A proposal for Warren County government to create an ordinance to protect dogs who live outdoors was presented to the full Warren County Commission.
“We’ve received a recommendation to establish a tethering ordinance,” said County Commission chair Blaine Wilcher, to members of the commission during its March session. “The Health and Welfare Committee will be continuing to consider it over the next few months.”
The recommendation came from Nicole McPeak of the Warren County Pets Lost and Found, a Facebook group established in August 2016 that allows people to post pictures of their missing pets and any they find roaming. McPeak made the suggestion to members of the county’s Health and Welfare Committee, of which Wilcher is also chair.
Many communities are establishing ordinances to protect dogs who live outdoors.
In August 2020, the city of Bristol banned around-the-clock tethering. Specifically, the ordinance prohibits residents from tying their dogs outdoors between 10 p.m. and 6 a.m. unless they obtain a permit. Permits may be issued to those who work nights or to those who own hunting and sporting dogs, in which case a different 8-hour period for untethering the dog will be established.
Bristol’s ordinance was designed to protect the welfare of dogs and prevent nighttime disruptions to neighbors. Bristol’s newly adopted provision supplements an existing ordinance that sets clear guidelines for the type and length of tether that can be used to restrain dogs outdoors. It also prohibits tethering dogs less than 6 months of age, female dogs in heat, or any dog that would be endangered because of an illness, injury or extreme weather conditions. The ordinance also requires that all tethered dogs have access to essential needs, including food, water, shade, dry ground, and shelter.

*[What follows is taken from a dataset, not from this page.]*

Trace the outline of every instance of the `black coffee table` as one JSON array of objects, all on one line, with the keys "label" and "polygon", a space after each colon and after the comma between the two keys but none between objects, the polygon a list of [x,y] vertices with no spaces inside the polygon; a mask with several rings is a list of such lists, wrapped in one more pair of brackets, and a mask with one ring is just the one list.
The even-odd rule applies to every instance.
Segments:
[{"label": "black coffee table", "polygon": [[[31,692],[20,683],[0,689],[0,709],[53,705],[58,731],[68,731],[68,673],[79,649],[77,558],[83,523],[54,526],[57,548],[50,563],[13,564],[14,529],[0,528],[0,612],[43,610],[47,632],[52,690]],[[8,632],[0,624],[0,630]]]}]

In 2019, Johnson City joined a “chain-free movement.” An ordinance that went into effect on Jan. 1, 2020, limited the number of hours a dog could be chained or tethered unsupervised outdoors to 12 consecutive hours. Beginning on Jan. 1, 2021, it banned chained unsupervised dogs outside for any period of time.
According to Johnson City’s ordinance, fines weren’t issued for those who failed to comply in 2020. After Jan. 1, 2021, fines will be issued for the first two offenses, and a third offense “shall result in the surrender of the dog” to the animal shelter.
At this time, Warren County commissioners have not approved a tethering ordinance or specific restrictions pertaining to tying dogs outdoors.